After a short period of consideration, Peter settled on his next vocation. Over the next four years he divided his time between Hanoi and the ANU. In Vietnam he worked initially as a volunteer adviser for an FAO/UNDP Molecular Genetics Program, located in the Agricultural Genetics Institute in Hanoi.  For the final two years he joined the Biofertilizer Project at Hanoi University as a volunteer consultant (and avid student) in agricultural technology.  Each summer he returned to ANU as a Visiting Fellow in the Centre for Continuing Education, and in BAMBI.  He also served as a Visiting Scientist in the Centre for Application of Molecular Biology to International Agriculture (an ANU/CSIRO collaboration providing knowledge and skills to scientists in developing nations), as a consultant in molecular biology in the Australian Quarantine and Import Service, and as co-director (with Maurie Weidemann, who had taken early retirement from BAMBI at the same time as Peter) of the CCE’s National Science Teachers’ Summer School.  He also Chaired Assessment Panels on Hazards of Genetically Modified Microorganisms for cooperative research centres in CSIRO Sustainable Ecosystems.

In 1999, after being ‘warned-off’ by the Vietnamese security authorities (a consequence of working in that Confucian country without obvious means of support, ie. as a volunteer), Peter sought other opportunities in social action.  He became a volunteer with Indigenous Community Volunteers (sponsored by the Australian government, aimed at recruiting vocational advisers in Aboriginal communities), working with a number of Aboriginal communities, remote and regional, around Australia.  This led inevitably to a stint as a volunteer adviser with the Dili Institute of Technology, East Timor, in 2007, assisting with reconstruction and repair of material and social damage caused by civil disruption in the years since that nation’s independence in 1999.

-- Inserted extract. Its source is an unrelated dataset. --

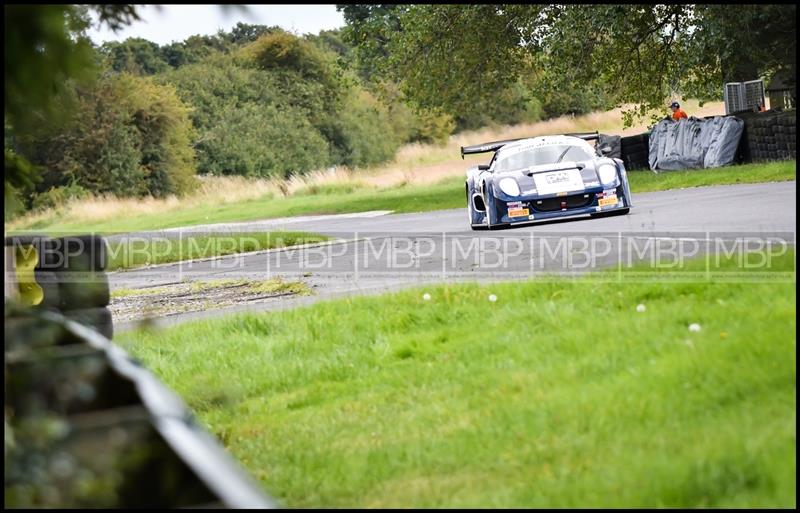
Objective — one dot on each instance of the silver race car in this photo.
(545, 177)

Peter joined with the founders of ANU Emeritus Faculty (John Molony, Barry Ninham and Colin Plowman) in its earliest days to re-establish, under the Faculty’s aegis, the national science teachers’ summer schools which he and Maurie Weidemann had set up nearly decade before.  When the summer schools ended, about six years ago, he has become coordinator of the Emeritus Faculty Oral History Project, in the course of which he has interviewed many faculty members and recorded their views and impressions of the ANU’s past decades.

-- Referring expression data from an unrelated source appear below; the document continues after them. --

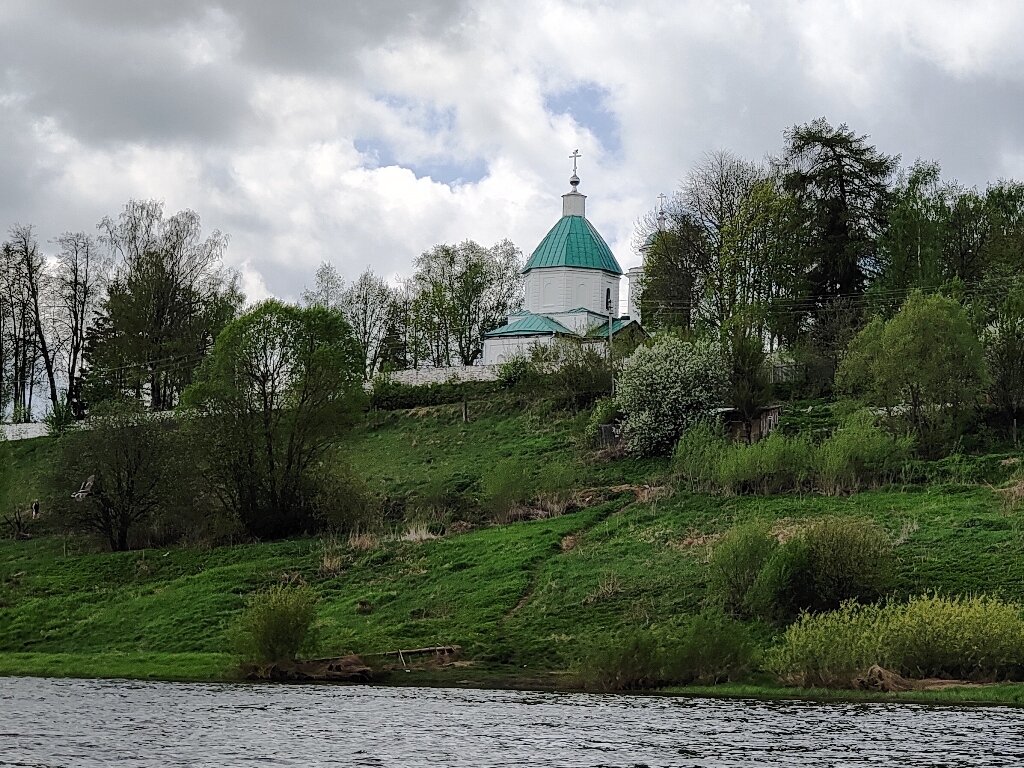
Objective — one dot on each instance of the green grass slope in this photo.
(531, 594)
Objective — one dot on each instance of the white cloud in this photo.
(310, 136)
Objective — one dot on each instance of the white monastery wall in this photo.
(24, 431)
(497, 349)
(445, 375)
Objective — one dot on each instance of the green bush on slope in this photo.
(974, 638)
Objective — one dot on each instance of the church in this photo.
(571, 285)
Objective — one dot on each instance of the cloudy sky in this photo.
(363, 133)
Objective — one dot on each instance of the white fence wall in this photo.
(444, 375)
(23, 431)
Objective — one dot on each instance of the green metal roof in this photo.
(601, 332)
(530, 325)
(573, 242)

As he reflects over his years at the ANU Peter is not a happy witness of the ANU as it is now. The spirit of collegiality, so important as an organizing principle in departments, faculties and schools in the ANU’s beginnings, no longer seems to matter.  He is concerned in particular that the ANU, like many universities, has become a ’poorer’ university as corporate micromanagement increasingly prevails.  A more commercial and vocational approach to research and teaching has also not helped.  As for providing advice to budding scientists, Peter agrees with his departmental colleague Fyfe Bygrave that students ought to be encouraged to undertake double degrees, to expand their intellectual and skills base, and then be prepared to switch out of science should their dreams as young scientists not be realised. 

Peter lives quietly and happily in one of the genteel, unpretentious areas of the inner north of Canberra, a close bicycle ride from libraries, swimming pools, and his old university.  And a comfortable pedal from the homes of his three daughters and their husbands, and his eight grandsons.